R G Collingwood and the Role of Enquiry in Education

This essay examines some potential insights from Collingwood’s philosophical methods for the philosophy of education. I particularly focus on how his logic of question and answer might illuminate some of the aims, problems and methods of ‘enquiry-based-education’ (EBE). EBE is a methodology which emphasises the role of student-led enquiry and research in a given topic/field. This contrasts with more traditional educational approaches which focus on knowledge transmission from teacher to student. I suggest that the aims and methods of enquiry-based education resonate significantly with Collingwood’s historicism, particularly his account of meaning as dependent on a question and answer complex, which facts cannot arbitrarily be abstracted from. For this reason, I suggest that Collingwood’s arguments could be used to support and clarify some aspects of enquiry-based education, such as the appropriation of knowledge, and the disadvantages of alternative approaches to education.

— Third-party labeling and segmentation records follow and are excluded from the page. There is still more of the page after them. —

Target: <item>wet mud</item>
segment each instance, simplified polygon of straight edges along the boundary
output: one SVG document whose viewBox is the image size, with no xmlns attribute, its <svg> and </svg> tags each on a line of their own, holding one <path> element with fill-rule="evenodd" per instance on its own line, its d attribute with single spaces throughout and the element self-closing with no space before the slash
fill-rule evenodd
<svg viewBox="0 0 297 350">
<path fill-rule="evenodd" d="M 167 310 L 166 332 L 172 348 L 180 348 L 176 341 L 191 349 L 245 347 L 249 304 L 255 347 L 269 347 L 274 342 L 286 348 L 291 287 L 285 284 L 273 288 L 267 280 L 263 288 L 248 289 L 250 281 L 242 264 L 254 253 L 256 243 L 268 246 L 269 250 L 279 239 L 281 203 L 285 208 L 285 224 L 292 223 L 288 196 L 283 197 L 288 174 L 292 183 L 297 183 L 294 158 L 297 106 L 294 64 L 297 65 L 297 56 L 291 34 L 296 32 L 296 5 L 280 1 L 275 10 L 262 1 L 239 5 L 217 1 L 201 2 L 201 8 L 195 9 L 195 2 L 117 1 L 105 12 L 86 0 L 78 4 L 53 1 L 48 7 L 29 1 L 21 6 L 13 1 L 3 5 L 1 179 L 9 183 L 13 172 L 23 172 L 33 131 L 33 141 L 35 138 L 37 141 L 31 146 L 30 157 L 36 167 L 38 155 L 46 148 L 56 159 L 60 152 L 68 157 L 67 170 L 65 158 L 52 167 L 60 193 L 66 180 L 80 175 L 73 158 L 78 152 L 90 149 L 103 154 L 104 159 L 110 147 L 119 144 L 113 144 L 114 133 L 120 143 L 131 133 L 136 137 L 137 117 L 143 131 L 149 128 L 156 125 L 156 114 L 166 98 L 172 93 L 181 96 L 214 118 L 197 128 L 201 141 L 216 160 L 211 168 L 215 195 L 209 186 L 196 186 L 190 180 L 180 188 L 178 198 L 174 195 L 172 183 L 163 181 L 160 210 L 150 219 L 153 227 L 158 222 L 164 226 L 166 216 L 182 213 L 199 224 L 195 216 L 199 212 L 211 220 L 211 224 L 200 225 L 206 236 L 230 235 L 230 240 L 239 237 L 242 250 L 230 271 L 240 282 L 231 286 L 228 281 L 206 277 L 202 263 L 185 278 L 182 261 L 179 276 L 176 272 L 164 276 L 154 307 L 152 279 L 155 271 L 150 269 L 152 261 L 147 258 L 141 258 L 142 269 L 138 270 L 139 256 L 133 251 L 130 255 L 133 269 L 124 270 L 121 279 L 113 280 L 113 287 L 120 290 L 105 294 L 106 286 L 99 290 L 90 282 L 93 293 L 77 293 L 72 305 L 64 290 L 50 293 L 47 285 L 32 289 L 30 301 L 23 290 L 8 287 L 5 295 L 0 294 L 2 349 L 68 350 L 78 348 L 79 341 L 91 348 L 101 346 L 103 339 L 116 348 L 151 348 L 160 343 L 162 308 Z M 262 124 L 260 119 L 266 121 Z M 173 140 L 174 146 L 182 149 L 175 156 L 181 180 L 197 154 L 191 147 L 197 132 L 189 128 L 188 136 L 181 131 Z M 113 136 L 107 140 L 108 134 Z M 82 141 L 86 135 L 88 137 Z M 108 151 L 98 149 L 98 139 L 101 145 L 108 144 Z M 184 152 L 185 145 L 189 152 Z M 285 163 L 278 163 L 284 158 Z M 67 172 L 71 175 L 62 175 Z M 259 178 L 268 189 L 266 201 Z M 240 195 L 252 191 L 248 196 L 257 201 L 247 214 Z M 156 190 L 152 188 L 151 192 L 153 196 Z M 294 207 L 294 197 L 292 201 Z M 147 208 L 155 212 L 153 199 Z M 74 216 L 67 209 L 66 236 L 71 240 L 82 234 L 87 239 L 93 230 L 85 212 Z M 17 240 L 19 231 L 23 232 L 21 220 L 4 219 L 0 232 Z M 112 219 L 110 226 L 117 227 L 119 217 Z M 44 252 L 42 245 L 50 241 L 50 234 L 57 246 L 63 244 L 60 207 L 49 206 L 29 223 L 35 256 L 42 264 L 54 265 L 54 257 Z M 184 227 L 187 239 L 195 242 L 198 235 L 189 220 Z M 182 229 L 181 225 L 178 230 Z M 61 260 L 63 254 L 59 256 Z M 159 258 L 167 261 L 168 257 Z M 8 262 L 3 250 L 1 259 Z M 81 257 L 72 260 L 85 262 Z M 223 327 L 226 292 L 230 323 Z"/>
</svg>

In the first section of this essay, I present some of the main ideas behind EBE and contrast this with alternative approaches to education as ‘authority-based’. I suggest that there are significant links with the shift of emphasis to enquiry in education, and the humanities-based ‘revolution’ that Collingwood calls for. In the second section, I draw on Collingwood’s ‘logic of question and answer’ to provide an argument against authority-based education as an alternative to EBE. I suggest that Collingwood’s critique of knowledge as propositional makes it impossible for any genuine alternatives to EBE to successful teach students knowledge. I then link this back to my initial remarks about the possibility of a ‘historical revolution’, and suggest that EBE is needed for knowledge to be appropriated in a way that promotes historical “insight”.